The Irish Farmers’ Association (IFA) has said that milk price cuts announced by processors this month have “effectively eliminated” the premium paid to liquid milk producers.

Over the past week, milk processors around the country have confirmed base milk price reductions of between 4-7c/L.

The processors have blamed a significant drop in global dairy market prices from the record highs during 2022.

This is due to stronger global milk supply volumes and the impact of inflation on consumer demand.

Price cuts

However, these announcements will take a serious toll on farmers producing liquid milk, according to IFA Liquid Milk Committee chair, Keith O’Boyle.

“Our autumn calvers are at peak milk production in January, so milk price cuts of this magnitude have a profound impact on our profitability and effectively wipe out our premium.

“We simply cannot afford to take these kinds of hits to our profit margins.
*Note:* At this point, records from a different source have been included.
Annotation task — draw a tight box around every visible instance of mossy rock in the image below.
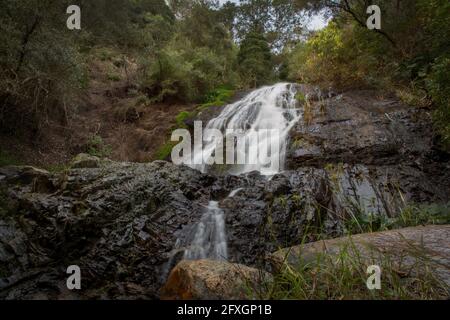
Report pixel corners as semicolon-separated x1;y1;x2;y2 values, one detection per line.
71;153;101;169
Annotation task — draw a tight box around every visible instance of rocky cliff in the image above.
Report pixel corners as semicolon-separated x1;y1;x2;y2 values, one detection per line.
0;87;448;299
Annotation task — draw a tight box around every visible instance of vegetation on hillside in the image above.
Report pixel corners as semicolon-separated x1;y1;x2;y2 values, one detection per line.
154;86;235;161
238;29;274;87
1;0;448;149
288;0;450;148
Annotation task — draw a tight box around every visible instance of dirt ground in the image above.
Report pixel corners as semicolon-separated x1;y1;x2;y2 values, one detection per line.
0;50;197;168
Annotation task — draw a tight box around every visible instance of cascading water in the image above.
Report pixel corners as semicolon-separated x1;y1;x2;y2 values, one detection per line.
162;190;240;280
176;83;301;265
183;201;228;261
191;83;300;176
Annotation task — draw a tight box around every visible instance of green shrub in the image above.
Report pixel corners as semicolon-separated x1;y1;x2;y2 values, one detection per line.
204;87;234;104
197;87;235;111
175;111;193;128
96;48;116;61
0;1;87;135
295;92;306;103
107;73;121;82
140;37;237;103
344;202;450;235
136;95;151;106
288;22;385;89
154;141;177;161
87;135;112;158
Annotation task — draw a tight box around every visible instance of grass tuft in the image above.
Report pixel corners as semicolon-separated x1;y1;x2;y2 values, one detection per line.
154;141;177;161
267;242;449;300
87;135;112;158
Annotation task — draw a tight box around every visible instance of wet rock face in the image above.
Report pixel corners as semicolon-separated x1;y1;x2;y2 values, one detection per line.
218;163;449;268
0;161;216;299
287;89;436;167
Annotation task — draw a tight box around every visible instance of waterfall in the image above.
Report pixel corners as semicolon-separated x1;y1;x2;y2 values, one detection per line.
179;83;301;264
190;83;300;176
184;201;228;261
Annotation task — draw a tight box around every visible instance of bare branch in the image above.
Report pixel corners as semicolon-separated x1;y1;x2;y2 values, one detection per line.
15;15;41;73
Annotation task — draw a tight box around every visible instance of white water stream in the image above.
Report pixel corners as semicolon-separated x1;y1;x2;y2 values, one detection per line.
183;83;301;262
191;83;300;176
183;201;228;260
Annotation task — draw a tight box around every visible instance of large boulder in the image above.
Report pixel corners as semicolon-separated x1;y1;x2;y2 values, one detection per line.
160;260;272;300
0;166;54;193
269;225;450;287
70;153;101;169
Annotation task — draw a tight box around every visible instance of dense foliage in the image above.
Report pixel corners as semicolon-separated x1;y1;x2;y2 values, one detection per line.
0;0;85;134
0;0;284;134
0;0;175;134
139;2;239;102
287;0;450;147
0;0;448;147
238;29;274;87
Without a liquid milk premium, the supply of daily fresh milk for supermarket shelves will become unsustainable,” he said.

Doyle children

O’Boyle said that input costs for dairy farmers producing fresh milk over the winter months have remained at “an all-time high”.

He said that these farmers have a higher dependence on concentrate feed which is currently costing over €500/tonne.

“While milk processors continue to encourage spring milk producers to produce more milk early in the year by offering ‘seasonal’ or ‘early lactation’ bonuses, these are not available to liquid milk producers.

“These bonuses must be paid to liquid milk producers with immediate effect for all the milk we produce in January, February and March.

“Liquid milk processors cannot expect us to take cuts of 7c/L,” the IFA chair said.